Thor Christianson and Kevin Mosher sponsored an ordinance to change “musicians” to “persons, including juveniles, entertaining the public, by speaking, acting, dancing, singing, playing a musical instrument, or other performance.” 

Budget Ordinances

The Assembly passed the two FY24 budget ordinances on first reading at their last meeting. The first ordinance covers the general fund, special revenue funds, and internal service funds. The second 

The second is for enterprise fund budgets. The enterprise fund budgets supported by user fees include water, wastewater, electricity, solid waste and harbor moorage. Rate increases in the budget are 3% for electricity; 6% for water; 8.5% for wastewater; 6.75% for solid waste, and 7.3% for moorage. Other enterprise funds are for the Gary Paxton Industrial Park, airport terminal and Marine Service Center.  

The budget cites the effect of 5% inflation on operating costs as among the reasons for the rate hikes.

City staff said the overall takeaway from Assembly budget work sessions were to continue taking an “optimistic but cautious approach” on the general fund budget. On the revenue side, sales tax revenue is projected to grow by 3 percent, reflecting “conservative increases from the level of growth seen during last season’s tourism season.”

The expense side reflects growth as well. “Both inflation, increased tourism, and maintaining momentum on improvements in municipal operations continue to impact the expenditure-side of the budget, resulting in an increase of 14% from spending anticipated through the end of the current year,” the budget memo says.

City Administrator John Leach said in his budget letter that the economy remains volatile since the pandemic, with inflation “stubbornly high.”

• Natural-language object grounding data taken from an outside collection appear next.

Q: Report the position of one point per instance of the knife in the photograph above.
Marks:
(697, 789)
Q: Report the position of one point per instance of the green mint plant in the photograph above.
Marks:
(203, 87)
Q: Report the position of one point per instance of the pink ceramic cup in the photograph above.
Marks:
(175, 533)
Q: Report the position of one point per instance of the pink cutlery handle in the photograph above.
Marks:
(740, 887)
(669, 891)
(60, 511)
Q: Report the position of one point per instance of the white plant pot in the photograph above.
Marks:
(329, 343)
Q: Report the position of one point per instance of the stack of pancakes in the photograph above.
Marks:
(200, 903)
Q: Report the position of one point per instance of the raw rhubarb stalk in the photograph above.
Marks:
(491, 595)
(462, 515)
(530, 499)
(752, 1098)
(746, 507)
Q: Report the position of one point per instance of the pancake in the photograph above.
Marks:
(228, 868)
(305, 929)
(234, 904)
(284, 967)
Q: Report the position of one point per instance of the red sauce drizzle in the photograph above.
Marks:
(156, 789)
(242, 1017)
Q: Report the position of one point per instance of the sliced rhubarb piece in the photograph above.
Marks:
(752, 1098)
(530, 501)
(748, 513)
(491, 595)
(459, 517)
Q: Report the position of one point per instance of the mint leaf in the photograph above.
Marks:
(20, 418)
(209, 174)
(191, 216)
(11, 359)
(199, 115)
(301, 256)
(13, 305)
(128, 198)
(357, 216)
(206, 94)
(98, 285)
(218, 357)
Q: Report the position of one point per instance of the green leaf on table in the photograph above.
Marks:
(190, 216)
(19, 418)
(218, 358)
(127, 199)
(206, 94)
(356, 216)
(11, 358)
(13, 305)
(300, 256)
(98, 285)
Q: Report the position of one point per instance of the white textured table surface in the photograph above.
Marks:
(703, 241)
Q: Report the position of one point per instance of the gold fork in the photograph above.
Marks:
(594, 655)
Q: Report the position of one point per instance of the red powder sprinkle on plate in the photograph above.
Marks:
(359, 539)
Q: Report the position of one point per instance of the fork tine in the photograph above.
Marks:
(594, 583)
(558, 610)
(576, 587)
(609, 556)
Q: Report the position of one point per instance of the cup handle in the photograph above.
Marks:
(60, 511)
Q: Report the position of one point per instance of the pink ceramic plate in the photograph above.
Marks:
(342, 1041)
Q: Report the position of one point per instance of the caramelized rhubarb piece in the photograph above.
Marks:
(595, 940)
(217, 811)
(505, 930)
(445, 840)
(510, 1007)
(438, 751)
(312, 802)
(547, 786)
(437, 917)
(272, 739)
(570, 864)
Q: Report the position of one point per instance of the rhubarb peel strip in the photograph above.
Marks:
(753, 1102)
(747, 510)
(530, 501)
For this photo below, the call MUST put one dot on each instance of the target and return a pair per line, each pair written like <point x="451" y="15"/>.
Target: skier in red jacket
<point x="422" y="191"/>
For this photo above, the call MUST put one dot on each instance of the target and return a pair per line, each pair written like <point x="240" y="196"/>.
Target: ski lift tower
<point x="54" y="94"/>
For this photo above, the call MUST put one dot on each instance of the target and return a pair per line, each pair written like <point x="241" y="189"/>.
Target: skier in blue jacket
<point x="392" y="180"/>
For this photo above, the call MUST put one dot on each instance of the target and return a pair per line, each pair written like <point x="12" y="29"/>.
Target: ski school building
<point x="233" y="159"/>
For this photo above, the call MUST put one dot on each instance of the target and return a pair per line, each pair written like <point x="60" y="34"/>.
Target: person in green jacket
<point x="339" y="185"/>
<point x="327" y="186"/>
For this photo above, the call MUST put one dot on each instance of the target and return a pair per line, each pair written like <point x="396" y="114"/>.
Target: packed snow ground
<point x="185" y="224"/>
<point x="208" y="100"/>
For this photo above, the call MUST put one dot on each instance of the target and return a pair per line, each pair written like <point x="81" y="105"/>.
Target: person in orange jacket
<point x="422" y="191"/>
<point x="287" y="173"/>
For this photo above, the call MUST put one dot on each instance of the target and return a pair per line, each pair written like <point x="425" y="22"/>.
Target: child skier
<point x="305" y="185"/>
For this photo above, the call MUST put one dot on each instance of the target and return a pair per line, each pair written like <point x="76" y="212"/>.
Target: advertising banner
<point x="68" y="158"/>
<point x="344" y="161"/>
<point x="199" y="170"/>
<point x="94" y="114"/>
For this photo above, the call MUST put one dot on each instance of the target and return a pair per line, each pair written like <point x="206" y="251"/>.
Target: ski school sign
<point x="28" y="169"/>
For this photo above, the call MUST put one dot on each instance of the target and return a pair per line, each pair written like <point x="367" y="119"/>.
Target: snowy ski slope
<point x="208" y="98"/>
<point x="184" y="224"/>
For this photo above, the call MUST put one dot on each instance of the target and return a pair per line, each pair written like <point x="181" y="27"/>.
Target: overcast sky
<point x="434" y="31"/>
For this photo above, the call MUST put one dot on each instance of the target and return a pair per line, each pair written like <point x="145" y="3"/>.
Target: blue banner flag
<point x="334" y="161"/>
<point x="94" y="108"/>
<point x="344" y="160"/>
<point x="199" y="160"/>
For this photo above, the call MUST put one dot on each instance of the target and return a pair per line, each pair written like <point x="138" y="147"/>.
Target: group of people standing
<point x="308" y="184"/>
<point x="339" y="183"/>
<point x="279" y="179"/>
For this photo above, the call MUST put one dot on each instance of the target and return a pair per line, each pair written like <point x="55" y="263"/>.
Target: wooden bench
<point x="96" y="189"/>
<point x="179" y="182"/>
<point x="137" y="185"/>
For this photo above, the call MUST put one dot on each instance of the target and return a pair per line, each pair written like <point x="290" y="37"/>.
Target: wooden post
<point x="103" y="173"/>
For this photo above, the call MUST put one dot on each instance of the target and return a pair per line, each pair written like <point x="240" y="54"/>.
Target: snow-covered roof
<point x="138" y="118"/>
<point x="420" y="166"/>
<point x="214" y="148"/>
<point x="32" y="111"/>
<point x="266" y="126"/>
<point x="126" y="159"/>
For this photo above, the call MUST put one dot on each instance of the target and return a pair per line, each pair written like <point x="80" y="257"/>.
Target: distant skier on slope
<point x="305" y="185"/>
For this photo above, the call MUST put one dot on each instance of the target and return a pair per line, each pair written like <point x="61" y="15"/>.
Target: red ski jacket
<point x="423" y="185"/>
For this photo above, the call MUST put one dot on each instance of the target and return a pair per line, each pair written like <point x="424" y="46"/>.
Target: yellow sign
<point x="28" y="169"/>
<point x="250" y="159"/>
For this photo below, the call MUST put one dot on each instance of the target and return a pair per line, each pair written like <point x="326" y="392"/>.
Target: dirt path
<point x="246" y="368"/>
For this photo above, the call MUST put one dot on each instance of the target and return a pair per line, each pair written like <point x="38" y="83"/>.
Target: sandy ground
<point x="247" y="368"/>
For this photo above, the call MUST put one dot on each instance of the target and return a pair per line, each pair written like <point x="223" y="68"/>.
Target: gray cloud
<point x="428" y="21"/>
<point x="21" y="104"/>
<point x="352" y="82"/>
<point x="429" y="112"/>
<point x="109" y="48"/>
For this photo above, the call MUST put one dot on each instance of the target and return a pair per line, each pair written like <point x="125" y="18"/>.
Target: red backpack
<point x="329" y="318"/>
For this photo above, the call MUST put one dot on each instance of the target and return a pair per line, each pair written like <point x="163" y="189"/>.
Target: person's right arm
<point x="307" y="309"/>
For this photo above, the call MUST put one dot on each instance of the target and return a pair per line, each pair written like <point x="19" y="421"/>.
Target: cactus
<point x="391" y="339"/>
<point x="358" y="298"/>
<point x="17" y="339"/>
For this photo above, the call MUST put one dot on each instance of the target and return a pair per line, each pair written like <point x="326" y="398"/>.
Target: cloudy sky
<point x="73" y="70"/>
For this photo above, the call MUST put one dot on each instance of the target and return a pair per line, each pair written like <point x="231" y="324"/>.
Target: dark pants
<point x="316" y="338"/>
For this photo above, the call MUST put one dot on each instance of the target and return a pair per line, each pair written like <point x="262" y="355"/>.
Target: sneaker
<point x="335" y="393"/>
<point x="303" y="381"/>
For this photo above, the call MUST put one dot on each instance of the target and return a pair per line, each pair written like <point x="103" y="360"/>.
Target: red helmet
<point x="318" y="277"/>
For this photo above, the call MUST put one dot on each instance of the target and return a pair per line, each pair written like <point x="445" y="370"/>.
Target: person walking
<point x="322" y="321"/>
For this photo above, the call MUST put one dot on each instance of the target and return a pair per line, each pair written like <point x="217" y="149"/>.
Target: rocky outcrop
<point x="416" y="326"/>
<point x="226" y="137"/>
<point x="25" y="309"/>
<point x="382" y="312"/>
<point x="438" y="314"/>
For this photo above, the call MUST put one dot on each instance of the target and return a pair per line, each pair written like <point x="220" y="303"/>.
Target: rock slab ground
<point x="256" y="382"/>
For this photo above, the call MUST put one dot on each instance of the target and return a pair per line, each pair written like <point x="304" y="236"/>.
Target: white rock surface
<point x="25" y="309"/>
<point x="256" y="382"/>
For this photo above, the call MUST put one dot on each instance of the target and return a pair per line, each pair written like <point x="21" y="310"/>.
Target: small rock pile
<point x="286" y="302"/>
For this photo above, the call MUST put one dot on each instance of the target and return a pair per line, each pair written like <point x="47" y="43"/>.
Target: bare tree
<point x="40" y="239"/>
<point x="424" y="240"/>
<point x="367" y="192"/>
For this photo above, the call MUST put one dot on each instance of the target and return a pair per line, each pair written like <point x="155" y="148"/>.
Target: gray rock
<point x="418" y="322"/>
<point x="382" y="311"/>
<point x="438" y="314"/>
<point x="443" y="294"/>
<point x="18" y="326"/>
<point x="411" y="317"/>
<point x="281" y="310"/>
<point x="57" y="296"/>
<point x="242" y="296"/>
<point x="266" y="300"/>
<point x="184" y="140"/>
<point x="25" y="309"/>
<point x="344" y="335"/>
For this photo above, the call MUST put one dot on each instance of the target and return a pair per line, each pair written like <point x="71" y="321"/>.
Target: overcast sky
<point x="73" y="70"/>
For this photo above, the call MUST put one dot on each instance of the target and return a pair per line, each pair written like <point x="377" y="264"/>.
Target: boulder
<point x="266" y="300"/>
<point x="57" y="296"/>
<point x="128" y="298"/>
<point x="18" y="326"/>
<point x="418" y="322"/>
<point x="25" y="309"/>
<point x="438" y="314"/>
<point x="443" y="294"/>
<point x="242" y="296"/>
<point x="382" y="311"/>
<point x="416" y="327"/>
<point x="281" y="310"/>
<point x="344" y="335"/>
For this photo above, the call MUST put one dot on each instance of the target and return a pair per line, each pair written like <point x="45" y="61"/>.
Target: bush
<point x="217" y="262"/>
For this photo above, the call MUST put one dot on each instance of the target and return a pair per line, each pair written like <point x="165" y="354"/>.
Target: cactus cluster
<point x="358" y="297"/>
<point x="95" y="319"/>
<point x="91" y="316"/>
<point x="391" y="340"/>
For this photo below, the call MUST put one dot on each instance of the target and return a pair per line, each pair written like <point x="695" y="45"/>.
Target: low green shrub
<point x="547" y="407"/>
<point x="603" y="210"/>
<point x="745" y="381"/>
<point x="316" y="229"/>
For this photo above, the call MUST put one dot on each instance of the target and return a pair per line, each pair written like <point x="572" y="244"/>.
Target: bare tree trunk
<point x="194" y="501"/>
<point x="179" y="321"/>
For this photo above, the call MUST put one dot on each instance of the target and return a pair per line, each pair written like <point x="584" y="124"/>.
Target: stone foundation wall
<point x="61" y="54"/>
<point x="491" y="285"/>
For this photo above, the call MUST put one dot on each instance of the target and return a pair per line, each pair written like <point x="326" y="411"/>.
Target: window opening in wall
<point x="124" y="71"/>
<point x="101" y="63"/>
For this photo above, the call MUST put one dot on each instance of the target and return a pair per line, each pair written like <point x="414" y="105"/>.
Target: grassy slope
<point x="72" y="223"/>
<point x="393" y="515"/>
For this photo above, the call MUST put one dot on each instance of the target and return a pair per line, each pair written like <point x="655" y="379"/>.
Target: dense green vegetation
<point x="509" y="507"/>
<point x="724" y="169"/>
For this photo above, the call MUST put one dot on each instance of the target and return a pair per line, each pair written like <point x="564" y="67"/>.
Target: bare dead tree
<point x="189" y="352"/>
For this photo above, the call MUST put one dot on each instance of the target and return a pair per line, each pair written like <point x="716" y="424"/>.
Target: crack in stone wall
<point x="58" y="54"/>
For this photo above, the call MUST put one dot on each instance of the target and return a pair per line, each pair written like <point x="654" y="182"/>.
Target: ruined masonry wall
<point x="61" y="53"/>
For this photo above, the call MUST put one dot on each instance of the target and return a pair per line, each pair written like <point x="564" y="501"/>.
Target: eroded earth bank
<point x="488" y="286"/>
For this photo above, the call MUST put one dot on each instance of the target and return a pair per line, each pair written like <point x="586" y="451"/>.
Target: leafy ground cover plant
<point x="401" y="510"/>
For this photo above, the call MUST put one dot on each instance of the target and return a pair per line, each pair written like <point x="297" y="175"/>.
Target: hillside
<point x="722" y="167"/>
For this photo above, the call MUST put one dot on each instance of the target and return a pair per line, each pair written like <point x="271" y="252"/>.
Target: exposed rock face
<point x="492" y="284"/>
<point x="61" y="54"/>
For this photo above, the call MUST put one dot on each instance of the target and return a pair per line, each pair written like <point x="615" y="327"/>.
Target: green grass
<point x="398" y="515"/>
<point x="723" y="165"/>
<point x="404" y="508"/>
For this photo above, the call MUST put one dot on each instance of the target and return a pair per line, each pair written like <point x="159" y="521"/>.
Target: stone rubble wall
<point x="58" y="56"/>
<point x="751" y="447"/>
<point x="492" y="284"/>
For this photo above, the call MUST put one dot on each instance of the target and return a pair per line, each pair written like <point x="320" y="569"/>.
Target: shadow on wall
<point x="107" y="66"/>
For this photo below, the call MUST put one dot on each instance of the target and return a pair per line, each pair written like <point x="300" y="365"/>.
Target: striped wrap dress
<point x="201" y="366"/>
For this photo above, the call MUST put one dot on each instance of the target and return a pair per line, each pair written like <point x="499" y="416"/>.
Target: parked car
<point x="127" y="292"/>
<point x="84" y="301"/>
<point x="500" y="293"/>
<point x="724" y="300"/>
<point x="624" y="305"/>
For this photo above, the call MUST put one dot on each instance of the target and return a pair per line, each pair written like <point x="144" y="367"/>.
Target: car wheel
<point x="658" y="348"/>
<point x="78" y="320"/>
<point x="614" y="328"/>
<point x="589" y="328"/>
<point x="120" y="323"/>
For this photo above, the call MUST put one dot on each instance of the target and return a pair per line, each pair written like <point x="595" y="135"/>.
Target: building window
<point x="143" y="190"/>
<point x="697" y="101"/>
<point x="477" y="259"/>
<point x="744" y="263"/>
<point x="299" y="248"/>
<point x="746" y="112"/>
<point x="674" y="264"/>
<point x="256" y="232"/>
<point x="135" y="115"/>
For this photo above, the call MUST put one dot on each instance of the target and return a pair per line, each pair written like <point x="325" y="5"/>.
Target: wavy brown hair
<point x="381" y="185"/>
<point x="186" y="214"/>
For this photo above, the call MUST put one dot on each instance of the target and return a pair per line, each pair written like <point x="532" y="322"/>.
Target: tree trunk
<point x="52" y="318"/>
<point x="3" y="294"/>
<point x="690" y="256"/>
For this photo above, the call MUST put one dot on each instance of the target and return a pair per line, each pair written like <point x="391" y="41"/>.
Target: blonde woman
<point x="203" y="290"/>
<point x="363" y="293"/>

“This puts pressure on the CBS across the board but has an out-sized impact on the cost of capital projects,” he said in the letter. “While there are more opportunities for federal funding, those are offset by unfunded mandates. Filling positions within the CBS continues to be a challenge and could potentially limit the capacity of the municipality to obtain and implement grant funding.”

A fiscal note included in the FY24 staff budget memo says among the projects this year are to replace utilities in a section of Lake Street, repairing the lift station at Lake and Lincoln Street, and an effluent disinfection system for the wastewater treatment plant in accordance with a new regulation. The city proposes using DEC loan funding for the projects.

The Assembly at tonight’s meeting will also consider Health Needs and Human Services Commission goals, and an appointment to the Sitka Library Commission.